Hispanic business leaders point to several pressures: continued high prices, tariffs that have pushed up costs, labor shortages, and the economic ripple effects of immigration enforcement actions. Monica Villalobos, president and CEO of the Arizona Hispanic Chamber of Commerce, described a South Phoenix restaurant hit by tariffs and staffing gaps that then lost customers and employees after ICE conducted parking-lot raids — forcing temporary closure.

"The broader Hispanic community certainly feels let down," said Javier Palomarez, president and CEO of the U.S. Hispanic Business Council. "It would be different if immigration and the economy had not been principal talking points for [Trump]. On both fronts, we didn't get what we thought we were going to get."

In Chicago and other cities where enforcement operations were highly publicized, Hispanic-run businesses report sharp declines in customers and revenue. Sam Sanchez, CEO of Third Coast Hospitality, called 2025 the hardest year for his restaurants in four decades outside the COVID-19 pandemic.

Political Consequences And Reactions

Trump and Republican officials argue their policies are repairing problems left by the previous administration and cite slowing inflation in recent consumer price index reports. "Republicans are putting in the work to fix the Bidenflation mess we inherited," said RNC spokeswoman Delanie Bomar. The White House has dispatched the president and Vice President J.D. Vance on affordability-focused appearances in working-class areas to counter negative sentiment.

But business owners and local leaders say cooler headline inflation does not yet translate into lower grocery, rent or utility bills. "I hear the inflation number and I don’t translate it to my going to the grocery store," said Massey Villarreal, a Houston business executive and former chair of the Republican National Hispanic Assembly. "People feel it where it matters: eggs, gas, rent, meat."

Political strategists note early signs of a shift. Latino voters who narrowly backed Trump in 2024 delivered Democratic wins in some recent local races: in parts of New Jersey and Miami — where more than 70% of residents are Hispanic — Democrats won competitive contests, prompting analysts to call those elections a referendum on economic and enforcement policies.

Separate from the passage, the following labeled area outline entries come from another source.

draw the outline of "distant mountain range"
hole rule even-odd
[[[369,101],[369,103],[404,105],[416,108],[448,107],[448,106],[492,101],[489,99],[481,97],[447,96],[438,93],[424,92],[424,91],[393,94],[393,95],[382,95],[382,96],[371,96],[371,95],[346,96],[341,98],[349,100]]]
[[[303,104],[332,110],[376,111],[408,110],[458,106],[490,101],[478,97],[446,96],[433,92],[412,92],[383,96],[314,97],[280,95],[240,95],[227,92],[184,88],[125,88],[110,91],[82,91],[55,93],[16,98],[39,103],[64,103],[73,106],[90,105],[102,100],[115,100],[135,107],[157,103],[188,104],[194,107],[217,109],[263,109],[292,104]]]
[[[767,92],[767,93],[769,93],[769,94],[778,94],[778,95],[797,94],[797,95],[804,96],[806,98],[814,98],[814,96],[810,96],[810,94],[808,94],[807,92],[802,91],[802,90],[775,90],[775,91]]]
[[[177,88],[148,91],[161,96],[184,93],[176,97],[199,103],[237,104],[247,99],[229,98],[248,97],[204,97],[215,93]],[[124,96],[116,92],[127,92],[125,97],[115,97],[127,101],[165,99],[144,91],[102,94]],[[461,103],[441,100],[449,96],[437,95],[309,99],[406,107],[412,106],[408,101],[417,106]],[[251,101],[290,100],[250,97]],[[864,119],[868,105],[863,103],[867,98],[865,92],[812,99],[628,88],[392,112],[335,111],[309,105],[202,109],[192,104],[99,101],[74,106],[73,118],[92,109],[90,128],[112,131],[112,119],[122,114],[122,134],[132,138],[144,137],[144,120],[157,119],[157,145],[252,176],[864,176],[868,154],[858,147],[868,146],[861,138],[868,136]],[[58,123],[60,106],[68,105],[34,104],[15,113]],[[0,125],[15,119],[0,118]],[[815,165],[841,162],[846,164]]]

"Small business owners are becoming a swing constituency," said Tayde Aburto, president and CEO of the Hispanic Chamber of E-Commerce. "Not because their values have changed — it's because their costs did."

Outlook

The combination of rising costs, enforcement actions that disrupt local economies, and declining approval among Hispanic voters presents a political challenge for Republicans in key communities. Whether these trends persist will depend on whether households feel relief in their daily budgets and whether enforcement policies and economic measures change course before upcoming elections.